15 May 2010
I bought this piece of artwork. It's a 3 dimensional wire drawing of two coffee cups.
Having worked in an art school and art gallery for the last 13 years, you’d think the exposure to art every day would have lured me in.
But this is the first piece of art I have ever bought. Art is not a passion of mine, but I know for many it is an expresison of creative energy and gives meaning to their life - for me it is yoga and spiritual practice that give meaning and context to my life and connect me into the ultimate source of all energy.
But back to the artwork by Kate Morkunas. I have known Kate for years, she was a student at the art school here and for a short period she braved the elements and came surfing with me on weekends.
I love the emptiness of her wire sculptures, the transparency, the delicate shadow lines cast on the table below, the surprise of lines appearing and disappearing depending on your point of view – the lines aren’t fixed like a two dimensional drawing - you look at the cups from one side and they look perfectly drawn in three dimensional space.
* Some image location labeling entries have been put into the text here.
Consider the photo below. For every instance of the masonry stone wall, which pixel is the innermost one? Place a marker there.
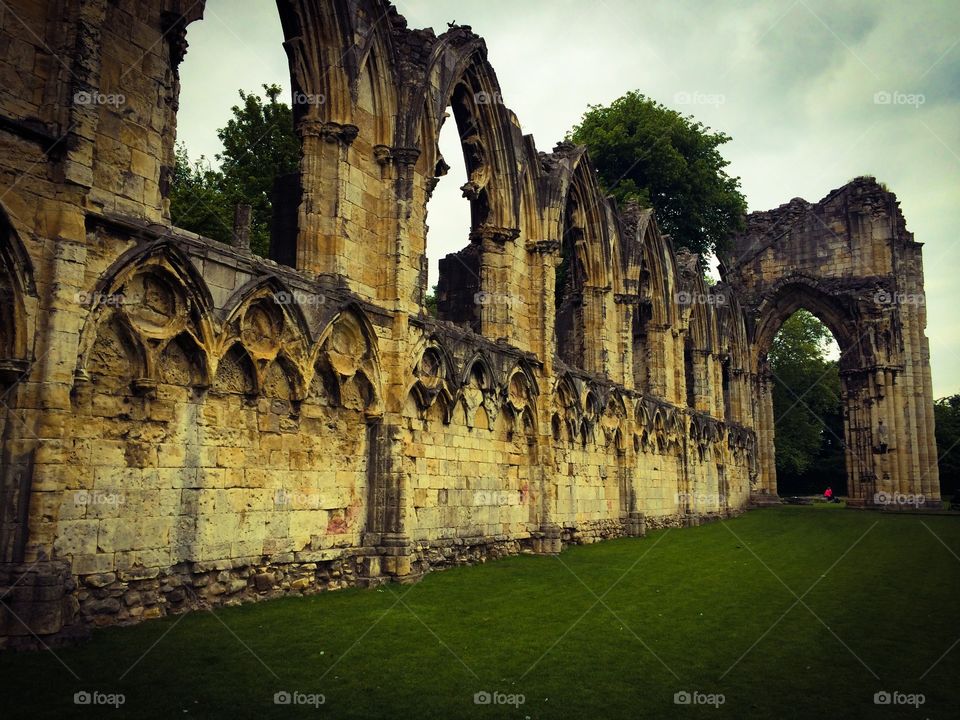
(185, 424)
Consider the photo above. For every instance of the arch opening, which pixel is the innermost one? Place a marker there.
(449, 267)
(803, 362)
(233, 172)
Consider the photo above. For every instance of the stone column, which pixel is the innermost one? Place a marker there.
(321, 221)
(497, 315)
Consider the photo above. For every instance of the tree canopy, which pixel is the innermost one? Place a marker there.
(946, 413)
(806, 406)
(645, 151)
(259, 144)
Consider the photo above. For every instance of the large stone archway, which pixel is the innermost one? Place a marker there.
(850, 260)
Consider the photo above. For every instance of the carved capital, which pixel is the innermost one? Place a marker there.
(406, 156)
(544, 247)
(331, 132)
(383, 154)
(495, 234)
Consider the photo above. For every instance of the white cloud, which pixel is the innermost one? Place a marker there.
(798, 78)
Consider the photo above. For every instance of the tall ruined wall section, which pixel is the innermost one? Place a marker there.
(184, 423)
(851, 261)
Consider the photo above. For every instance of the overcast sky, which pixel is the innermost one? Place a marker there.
(794, 82)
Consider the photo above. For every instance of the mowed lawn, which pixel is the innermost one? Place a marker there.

You move a little to the left or right and the entire outline of a cup disappears.
Emptiness.
This is the key. It is my obsession. It is my practice. Emptiness occurs when we drop all ideas of self.
No self, no problems.
No views and opinions.
I’ve noticed my increasing sensitivity to people with self-righteous tendencies, which seems to be most people to some degree or other. We all have this compulsive need to express our opinions about life, society, governments, the cause of disease, mental illness, climate change, education, and all that is supposedly wrong with the world and the people in it (except us of course). Its called conversation.
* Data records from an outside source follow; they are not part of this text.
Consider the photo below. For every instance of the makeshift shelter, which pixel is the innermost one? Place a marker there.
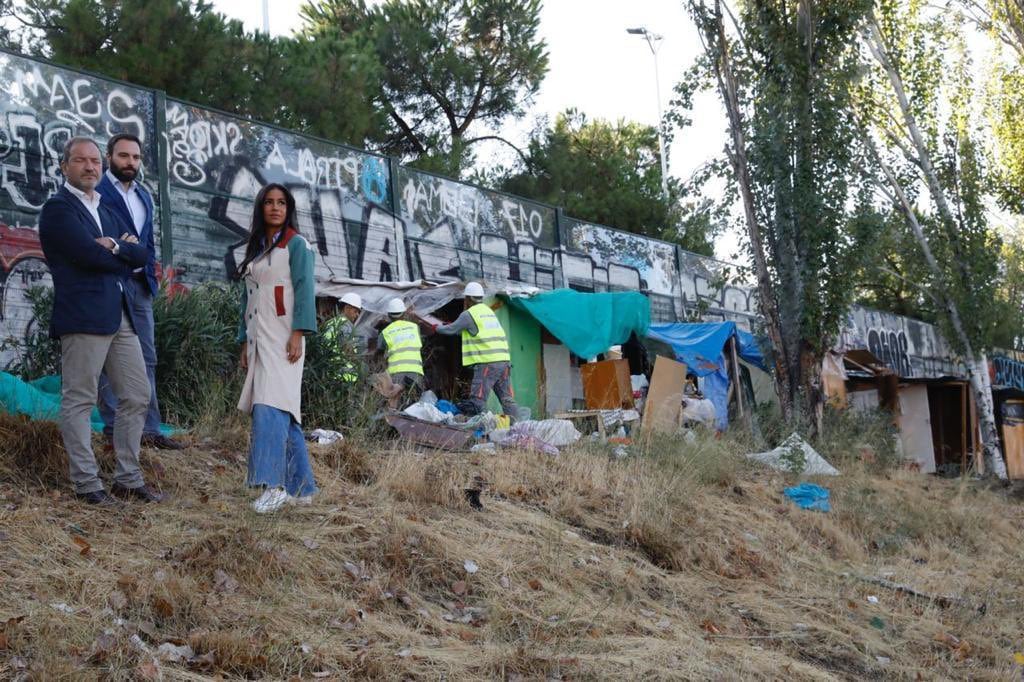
(562, 328)
(713, 351)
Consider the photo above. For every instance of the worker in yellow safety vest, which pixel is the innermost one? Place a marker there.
(341, 336)
(402, 347)
(485, 348)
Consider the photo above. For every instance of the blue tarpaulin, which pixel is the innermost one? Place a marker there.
(699, 345)
(589, 324)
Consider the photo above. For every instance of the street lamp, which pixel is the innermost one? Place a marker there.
(652, 40)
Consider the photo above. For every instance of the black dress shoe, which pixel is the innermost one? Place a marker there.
(142, 493)
(98, 498)
(160, 441)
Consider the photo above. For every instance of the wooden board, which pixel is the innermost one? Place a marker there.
(665, 398)
(606, 385)
(915, 426)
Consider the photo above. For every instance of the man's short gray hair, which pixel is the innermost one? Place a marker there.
(78, 139)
I listen politely, and seeing this self-opinionated tendency in others as they try to impress me with their views, I also see it in myself.
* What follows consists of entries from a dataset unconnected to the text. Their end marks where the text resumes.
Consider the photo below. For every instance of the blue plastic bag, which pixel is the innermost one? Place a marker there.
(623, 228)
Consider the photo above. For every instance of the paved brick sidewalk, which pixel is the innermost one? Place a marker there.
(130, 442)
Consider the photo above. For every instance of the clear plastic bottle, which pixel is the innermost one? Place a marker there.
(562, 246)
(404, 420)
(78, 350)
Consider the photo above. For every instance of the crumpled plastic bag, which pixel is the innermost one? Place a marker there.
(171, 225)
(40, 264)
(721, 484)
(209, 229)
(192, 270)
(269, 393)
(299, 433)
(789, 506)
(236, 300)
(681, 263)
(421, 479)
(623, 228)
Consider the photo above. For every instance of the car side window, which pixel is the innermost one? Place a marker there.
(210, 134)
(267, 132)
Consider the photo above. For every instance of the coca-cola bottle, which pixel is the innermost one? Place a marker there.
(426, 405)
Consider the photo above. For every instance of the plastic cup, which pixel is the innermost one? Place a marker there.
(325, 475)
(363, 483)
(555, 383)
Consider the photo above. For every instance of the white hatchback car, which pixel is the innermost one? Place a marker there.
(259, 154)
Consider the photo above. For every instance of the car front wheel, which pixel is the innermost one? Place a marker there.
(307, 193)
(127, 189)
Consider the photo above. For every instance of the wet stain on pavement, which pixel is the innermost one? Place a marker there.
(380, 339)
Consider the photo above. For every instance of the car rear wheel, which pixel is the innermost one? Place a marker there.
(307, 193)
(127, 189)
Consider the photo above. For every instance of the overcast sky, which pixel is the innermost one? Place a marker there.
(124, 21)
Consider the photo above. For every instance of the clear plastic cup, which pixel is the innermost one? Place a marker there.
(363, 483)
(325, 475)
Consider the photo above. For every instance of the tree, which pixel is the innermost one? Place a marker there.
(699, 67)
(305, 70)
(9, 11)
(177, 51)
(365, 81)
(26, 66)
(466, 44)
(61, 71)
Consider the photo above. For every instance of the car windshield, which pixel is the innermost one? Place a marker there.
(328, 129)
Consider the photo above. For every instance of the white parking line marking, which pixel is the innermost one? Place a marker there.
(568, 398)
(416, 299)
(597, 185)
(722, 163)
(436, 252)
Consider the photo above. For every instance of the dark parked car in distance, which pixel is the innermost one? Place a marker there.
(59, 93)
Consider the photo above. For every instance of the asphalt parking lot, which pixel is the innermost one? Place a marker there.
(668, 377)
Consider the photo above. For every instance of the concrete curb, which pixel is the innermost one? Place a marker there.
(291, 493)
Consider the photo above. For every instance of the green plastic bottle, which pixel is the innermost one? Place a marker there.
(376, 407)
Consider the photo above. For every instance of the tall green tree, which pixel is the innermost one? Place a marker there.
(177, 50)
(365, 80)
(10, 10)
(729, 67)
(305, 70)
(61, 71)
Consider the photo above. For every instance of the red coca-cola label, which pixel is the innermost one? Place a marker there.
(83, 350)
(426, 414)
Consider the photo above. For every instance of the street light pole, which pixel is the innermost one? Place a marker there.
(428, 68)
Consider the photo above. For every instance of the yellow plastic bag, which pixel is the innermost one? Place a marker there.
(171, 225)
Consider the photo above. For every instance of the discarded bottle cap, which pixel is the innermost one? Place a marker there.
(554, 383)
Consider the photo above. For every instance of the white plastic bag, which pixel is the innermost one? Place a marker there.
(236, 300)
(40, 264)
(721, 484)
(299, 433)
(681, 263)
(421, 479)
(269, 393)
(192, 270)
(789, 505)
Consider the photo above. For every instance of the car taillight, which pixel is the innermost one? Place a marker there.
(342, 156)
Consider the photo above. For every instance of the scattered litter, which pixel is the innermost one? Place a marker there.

I watch my own tendency to respond or interject with my own opinion, even a simple nod in agreement is an opinion. I watch the different thoughts arising around the subject many times during a conversation, and I trace their origins back to the desire to assert my uniquely crafted personality onto the world. I just watch it all...and it keeps me silent.
Conversations have become very one-sided.
I once read that as soon as we judge someone, we have cut ourselves off from seeing them clearly. Where there is judgement there is closure, and no room to love.
Step one - the recognition of our need to BE someone unique and special and how our judgements, views and opinions furnish, support and solidify the personality we've constructed (ego), then becoming aware of how we try to validate and enhance the ego by expressing those opinions to others.
Step two - the gradual dissolution of all views and opinions - only possible with the dissolution of the ego.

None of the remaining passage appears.